Firstly, you haven't explained why it is reasonable to split your continuous variable (pretest score) into a binary one. It is almost always a bad idea to bin (i.e. split) continuous data, as it involves throwing away useful information. Binning into two blocks is an extreme case of it.

Secondly, even though you may have done this with the best of intentions, this is bad use of p-values and the null hypothesis statistical testing framework. What you have done goes by many names: HARKing (Hypothesizing After the Results are Known), p-hacking, or more broadly and less pejoratively, the garden of forking paths. Essentially, after finding non-significant results one way, you changed a few things, ran a new analysis, and then found a significant result in one subgroup. There are a huge number of ways that one could tweak an analysis, and if you only stop when you find a significant result, you're essentially guaranteeing that you will find something significant. This massively biases any p-values you obtain and renders them meaningless. This is likely a major contributing factor to the replication crisis in science. These two sites allow you to play with simulations and real data to get a feel for how a basic version of this process biases results and inferences (note that the general idea described above is a bit more broad than the issues you can explore in these).

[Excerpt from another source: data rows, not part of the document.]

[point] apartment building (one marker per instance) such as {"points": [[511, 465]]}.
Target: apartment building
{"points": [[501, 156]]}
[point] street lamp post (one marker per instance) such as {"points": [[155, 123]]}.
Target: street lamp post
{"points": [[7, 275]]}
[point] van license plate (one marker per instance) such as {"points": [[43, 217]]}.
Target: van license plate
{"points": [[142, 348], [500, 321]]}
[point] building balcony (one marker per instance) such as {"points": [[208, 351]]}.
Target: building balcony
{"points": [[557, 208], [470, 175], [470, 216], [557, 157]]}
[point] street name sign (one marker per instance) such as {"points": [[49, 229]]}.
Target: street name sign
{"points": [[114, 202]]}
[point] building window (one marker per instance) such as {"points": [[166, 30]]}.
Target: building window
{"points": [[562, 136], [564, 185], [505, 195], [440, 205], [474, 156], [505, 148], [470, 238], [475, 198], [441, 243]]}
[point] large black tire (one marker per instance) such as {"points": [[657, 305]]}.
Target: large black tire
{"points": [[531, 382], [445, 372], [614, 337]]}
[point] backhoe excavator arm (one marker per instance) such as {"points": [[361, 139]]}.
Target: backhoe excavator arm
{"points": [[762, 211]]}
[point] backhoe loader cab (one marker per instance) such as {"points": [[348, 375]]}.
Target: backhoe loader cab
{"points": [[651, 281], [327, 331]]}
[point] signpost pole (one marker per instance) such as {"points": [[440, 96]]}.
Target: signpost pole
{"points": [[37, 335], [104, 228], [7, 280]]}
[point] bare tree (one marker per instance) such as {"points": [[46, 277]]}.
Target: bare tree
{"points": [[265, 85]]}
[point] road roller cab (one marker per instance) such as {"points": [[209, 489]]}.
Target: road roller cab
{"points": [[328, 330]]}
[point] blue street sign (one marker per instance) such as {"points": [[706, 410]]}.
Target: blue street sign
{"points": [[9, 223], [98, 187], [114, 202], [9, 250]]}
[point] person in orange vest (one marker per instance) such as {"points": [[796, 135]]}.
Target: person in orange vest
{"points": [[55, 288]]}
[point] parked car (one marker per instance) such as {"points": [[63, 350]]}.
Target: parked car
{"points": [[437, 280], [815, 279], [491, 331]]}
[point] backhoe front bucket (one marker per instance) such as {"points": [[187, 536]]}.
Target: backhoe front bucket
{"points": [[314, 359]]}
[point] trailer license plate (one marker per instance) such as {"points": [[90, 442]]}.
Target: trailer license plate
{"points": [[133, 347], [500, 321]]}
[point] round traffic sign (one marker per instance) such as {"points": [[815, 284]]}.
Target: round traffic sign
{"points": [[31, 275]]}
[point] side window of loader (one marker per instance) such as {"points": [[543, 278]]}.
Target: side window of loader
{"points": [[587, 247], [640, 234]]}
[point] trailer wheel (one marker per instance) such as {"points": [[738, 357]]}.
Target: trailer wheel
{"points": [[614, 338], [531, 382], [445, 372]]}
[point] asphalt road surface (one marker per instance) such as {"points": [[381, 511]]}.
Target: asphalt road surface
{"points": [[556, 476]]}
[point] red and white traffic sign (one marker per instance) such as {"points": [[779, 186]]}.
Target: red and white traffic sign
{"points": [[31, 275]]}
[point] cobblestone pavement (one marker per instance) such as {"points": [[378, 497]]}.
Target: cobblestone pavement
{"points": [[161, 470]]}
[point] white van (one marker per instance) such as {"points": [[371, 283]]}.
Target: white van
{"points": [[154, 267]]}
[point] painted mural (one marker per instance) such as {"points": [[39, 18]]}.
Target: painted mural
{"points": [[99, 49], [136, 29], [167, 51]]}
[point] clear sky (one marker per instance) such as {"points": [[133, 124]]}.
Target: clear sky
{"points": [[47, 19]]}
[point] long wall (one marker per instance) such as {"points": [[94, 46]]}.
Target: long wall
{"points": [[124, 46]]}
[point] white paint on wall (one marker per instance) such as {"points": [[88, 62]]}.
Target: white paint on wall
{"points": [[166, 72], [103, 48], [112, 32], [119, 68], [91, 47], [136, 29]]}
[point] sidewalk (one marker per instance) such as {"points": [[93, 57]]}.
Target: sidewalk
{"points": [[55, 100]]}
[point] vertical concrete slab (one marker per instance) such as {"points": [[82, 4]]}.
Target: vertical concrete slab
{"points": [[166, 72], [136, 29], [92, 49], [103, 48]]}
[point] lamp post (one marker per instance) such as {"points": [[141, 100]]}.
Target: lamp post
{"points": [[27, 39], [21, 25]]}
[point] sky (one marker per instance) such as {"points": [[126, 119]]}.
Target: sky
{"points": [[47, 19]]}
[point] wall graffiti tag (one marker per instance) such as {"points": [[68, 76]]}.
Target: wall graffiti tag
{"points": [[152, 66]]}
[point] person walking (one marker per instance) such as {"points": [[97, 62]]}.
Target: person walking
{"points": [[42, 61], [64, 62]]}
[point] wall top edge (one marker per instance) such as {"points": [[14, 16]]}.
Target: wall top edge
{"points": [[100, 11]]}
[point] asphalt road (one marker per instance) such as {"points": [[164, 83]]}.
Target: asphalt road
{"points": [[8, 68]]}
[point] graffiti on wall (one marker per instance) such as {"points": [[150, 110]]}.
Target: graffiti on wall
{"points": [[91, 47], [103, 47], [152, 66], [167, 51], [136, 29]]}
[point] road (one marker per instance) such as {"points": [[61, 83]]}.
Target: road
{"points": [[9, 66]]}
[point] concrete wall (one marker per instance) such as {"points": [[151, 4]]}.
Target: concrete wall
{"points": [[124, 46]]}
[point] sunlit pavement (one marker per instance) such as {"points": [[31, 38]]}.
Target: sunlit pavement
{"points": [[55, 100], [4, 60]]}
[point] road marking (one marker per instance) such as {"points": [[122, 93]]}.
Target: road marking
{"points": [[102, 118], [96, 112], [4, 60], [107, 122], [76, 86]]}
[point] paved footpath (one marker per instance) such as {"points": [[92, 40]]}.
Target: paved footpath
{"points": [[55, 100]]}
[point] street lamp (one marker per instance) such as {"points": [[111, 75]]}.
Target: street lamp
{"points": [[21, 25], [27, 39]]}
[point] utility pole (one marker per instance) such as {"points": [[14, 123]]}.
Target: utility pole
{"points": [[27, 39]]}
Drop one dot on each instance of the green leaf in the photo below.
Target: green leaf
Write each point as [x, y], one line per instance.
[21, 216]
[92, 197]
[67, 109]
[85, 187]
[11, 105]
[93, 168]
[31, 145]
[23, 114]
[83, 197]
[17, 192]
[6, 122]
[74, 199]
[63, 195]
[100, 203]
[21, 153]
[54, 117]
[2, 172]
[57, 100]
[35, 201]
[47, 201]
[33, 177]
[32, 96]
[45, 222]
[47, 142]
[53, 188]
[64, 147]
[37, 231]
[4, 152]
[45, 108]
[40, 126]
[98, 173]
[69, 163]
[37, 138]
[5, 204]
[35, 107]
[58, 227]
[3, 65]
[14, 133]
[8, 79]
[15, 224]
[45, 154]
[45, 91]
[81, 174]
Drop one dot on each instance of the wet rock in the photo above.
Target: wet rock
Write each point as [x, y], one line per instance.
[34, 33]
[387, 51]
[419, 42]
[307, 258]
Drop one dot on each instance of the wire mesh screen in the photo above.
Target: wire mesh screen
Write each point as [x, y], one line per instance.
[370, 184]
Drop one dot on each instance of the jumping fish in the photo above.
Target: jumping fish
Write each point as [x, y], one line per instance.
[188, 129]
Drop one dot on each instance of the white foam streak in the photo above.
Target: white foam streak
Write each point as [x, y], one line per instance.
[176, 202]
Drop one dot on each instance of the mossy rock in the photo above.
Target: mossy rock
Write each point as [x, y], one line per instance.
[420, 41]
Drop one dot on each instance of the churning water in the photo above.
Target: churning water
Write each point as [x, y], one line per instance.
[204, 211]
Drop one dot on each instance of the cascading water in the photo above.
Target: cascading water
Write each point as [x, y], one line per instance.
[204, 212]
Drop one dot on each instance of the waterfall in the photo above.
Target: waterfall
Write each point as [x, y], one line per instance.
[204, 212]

However, it is possible to learn from data in a way that avoids these pitfalls. You can

  1. switch to a Bayesian framework and avoid p-values altogether (although a similar issue arguably arises with the choice of prior); combining this with multilevel modelling may prevent many such erroneous inferences.
  2. preregister your analyses before your project, so that any p-values you obtain are not guided by decisions you make after examining your data.
  3. distinguish between hypothesis testing and data exploration, with p-value calculations avoided entirely for the latter. Data exploration can (and ideally should) then be used to inspire follow-up hypothesis tests with new datasets; the p-values in the new analyses will be more reliable.